MY STEPS UP FROM THAT SANDTRAP SLUMP "You don't think your way into a new kind of living. You live your way into a new kind of thinking." -Henri J.M. Nouwen, Dutch Catholic Priest, inspirational author Things I Did to Get Unstuck
  1. PRAY. TELL SOMEONE OTHER THAN YOUR CAT AND THE CEILING. Remember, it's okay to cry. The first person I told was Jesus, because He's my best friend. When I pray for myself I don't try to be so eloquent na (unless I'm praying for someone or writing) so I was like "Lord, I'm kind of like failing at life here and it's mostly my fault. May kodigo Ka ba?" Tell friends or family you have about the real deal, just two or three people you trust. Nice also if they know each other so they can tag team in order to support you. Remember, perhaps for this type of "stuck" situation, a few trusted ones lang. While you're in it, your dignity is still important. You don't want a whole room of people at a party to ask "How are you na?" the next time you walk in.
  2. GET UP AND MOVE. You will literally be swallowed up by the sands of time if you don't move AT ALL (and that last wisp of sand that swirls in the wind when you disappear will be the last we hear of you if you freeze). Momentary sadness about your situation is allowed but you can't just sit there and binge on whatever, whether it's food, that online series, or social media. When I didn't know what to do at first coz I didn't have traction I chose to workout and get fit. Working out IS important when you are in a slump of any sort because your mind when it isn't your smooth-running engine is also your worst enemy. Exercising prepares you for the nitty gritty, it also helps you feel better when you look in the mirror daily. Your body is the closest thing to YOU so why shouldn't self-improvement begin right there?

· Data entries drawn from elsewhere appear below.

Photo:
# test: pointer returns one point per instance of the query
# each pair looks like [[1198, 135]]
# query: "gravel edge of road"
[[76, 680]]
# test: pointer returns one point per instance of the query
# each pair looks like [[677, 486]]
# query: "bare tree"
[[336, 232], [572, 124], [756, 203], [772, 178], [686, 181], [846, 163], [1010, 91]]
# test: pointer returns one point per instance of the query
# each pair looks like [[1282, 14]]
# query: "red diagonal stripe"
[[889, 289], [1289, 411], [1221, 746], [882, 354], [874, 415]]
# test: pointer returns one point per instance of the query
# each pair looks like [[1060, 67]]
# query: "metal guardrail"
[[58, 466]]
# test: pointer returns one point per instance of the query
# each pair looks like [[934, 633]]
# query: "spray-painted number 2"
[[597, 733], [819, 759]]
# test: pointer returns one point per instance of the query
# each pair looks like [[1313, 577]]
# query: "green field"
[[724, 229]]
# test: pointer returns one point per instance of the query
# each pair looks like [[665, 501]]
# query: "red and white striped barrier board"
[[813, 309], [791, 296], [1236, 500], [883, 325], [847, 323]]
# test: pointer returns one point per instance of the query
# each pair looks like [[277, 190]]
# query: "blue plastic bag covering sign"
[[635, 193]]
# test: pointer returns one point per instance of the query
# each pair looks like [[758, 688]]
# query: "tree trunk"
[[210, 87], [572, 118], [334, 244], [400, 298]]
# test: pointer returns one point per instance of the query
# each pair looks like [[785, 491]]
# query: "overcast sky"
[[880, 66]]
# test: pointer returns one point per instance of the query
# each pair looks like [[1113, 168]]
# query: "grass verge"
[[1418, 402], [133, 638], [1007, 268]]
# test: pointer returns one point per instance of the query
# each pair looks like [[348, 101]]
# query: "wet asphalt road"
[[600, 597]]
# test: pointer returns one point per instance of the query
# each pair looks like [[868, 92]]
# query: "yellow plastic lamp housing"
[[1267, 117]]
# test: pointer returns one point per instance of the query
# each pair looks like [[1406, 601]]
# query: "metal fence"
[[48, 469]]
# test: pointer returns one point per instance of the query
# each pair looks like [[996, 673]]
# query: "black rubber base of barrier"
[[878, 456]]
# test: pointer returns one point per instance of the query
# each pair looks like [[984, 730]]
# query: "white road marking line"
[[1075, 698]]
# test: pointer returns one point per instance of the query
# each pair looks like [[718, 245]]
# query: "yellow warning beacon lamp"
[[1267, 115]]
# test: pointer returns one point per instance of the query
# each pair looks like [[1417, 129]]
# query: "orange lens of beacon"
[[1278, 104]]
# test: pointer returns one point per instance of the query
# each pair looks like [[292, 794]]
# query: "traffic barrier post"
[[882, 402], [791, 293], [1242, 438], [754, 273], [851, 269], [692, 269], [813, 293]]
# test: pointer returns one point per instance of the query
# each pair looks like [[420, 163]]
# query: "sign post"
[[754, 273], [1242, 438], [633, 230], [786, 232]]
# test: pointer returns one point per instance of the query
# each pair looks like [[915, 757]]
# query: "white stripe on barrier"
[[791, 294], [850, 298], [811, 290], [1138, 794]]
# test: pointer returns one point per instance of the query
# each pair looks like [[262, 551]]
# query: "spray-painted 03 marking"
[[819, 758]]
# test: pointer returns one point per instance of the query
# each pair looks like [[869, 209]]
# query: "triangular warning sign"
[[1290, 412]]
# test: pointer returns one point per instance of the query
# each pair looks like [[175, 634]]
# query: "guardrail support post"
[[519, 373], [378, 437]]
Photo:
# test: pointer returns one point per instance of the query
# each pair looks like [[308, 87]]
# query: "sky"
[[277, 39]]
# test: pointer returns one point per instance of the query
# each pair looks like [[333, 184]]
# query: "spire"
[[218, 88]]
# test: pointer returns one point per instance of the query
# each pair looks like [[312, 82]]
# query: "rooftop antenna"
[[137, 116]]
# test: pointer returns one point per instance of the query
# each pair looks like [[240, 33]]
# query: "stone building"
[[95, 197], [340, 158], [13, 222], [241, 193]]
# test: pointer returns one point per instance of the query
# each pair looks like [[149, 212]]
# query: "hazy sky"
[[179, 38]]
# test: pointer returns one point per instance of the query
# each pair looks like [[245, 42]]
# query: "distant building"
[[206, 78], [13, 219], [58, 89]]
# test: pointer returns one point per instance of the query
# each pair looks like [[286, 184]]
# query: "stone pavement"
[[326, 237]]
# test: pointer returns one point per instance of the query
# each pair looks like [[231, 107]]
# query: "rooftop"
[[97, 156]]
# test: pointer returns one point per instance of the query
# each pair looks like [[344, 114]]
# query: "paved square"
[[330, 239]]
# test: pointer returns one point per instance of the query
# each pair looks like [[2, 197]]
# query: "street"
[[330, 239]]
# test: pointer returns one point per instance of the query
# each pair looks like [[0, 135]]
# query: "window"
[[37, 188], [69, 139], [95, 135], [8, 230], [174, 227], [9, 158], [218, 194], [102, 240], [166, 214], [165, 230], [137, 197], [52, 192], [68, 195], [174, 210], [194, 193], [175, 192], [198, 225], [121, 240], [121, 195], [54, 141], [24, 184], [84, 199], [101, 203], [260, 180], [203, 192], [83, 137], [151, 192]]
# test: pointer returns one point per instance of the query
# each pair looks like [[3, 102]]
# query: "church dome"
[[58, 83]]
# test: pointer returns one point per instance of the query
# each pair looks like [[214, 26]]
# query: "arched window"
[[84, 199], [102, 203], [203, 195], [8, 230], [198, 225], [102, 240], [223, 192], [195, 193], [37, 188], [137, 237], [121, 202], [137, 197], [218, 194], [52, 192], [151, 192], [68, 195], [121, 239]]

  3. MAKE CONTACT. Blast emails, companies, friends who are bosses, family who know clients or people looking for people. You'll be surprised, sometimes you don't even need to send out too much to a hundred people (it may or may not require that, though, depending). I got a response back after a couple of emails and in two weeks a solid opportunity presented itself.
  4. CHOOSE TO BE HAPPY, BE THANKFUL, AND STAY POSITIVE TO DO TOUGH TASKS. Never let your mood be your excuse for unproductivity. If you wait for your mood you'll waste time. Put on Gospel music and do the things you need to do that you don't feel like doing and you'll be glad you did them. You'll realize later on you'll want to choose to do them ahead of all the other things you'd rather be doing just so you can enjoy moments of relaxation later on.
  5. "COMPARISON IS THE THIEF OF JOY" Stop looking at other people's lives...just for awhile until you find your feet. Remember, once you are out of this slump (and you WILL be if you take steps) you'll be able to encourage and help someone else who gets stuck in a similar spot.